Officials are still investigating the incident and are yet to confirm if the group was responsible.
Like the Taliban in Afghanistan, Pakistani Taliban’s goal is to overthrow the government through terrorist attacks. Its leader, Noor Wali Mehsud, has pledged his allegiance to the Afghan Taliban, and the group has links with A-Qaeda.
Uniting against the enemies of Pakistan
The prime minister of Pakistan, Shehbaz Sharif, has condemned Monday’s incident with the strongest possible terms, describing it as an attack on the entire country. The president, who visited Peshawar following the bombing, said the terrorists were not connected to Islam as the “brutal killing of Muslims prostrating before Allah is against the teachings of the Quran.”
He called on all politicians, no matter their political beliefs, to unite and fight the terror that has hit the country.

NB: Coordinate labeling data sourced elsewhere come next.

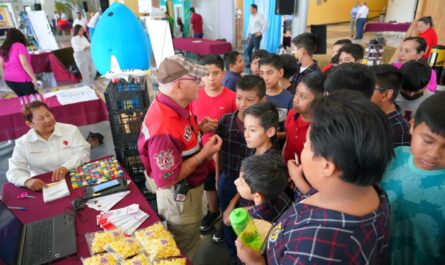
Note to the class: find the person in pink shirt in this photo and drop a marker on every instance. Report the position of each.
(414, 48)
(213, 102)
(15, 64)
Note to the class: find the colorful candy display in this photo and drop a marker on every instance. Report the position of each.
(96, 172)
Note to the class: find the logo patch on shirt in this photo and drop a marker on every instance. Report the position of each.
(187, 133)
(165, 160)
(275, 233)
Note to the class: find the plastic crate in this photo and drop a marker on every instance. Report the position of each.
(122, 96)
(127, 123)
(129, 158)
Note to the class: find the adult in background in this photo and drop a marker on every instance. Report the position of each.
(257, 27)
(15, 64)
(360, 20)
(82, 55)
(353, 14)
(92, 23)
(172, 153)
(79, 20)
(196, 24)
(48, 146)
(426, 31)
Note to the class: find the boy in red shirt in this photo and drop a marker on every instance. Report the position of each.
(299, 118)
(213, 102)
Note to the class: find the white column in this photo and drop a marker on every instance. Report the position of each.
(300, 17)
(49, 6)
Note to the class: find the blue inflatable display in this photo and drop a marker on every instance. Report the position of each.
(121, 34)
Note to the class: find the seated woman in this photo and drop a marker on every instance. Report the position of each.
(48, 146)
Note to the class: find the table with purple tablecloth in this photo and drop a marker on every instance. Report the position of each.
(40, 62)
(36, 209)
(202, 46)
(80, 114)
(385, 26)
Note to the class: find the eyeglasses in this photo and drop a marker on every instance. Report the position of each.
(194, 79)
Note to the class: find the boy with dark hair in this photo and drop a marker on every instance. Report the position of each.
(289, 68)
(415, 182)
(258, 174)
(335, 48)
(255, 64)
(299, 118)
(304, 46)
(388, 83)
(415, 77)
(271, 70)
(358, 77)
(351, 53)
(346, 218)
(414, 48)
(234, 64)
(250, 90)
(214, 100)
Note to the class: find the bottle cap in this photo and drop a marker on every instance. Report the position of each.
(239, 217)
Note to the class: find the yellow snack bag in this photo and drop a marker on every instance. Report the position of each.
(137, 260)
(101, 259)
(103, 238)
(127, 247)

“Terrorists want to spread fear and panic among people through heinous acts and nullify our achievements of great sacrifices against terrorism and extremism,” Mr Sharif wrote. “My message to all political forces is to unite against the enemies of Pakistan. We will fight our political quarrels later.”
Mr Sharif called on citizens to donate blood for the injured victims of the attack and declared a national mourning for the deceased. On Tuesday, a ceremonial sending-off was held for the policemen that lost their lives. Officials say the death toll could increase as some victims in the hospital are in critical condition.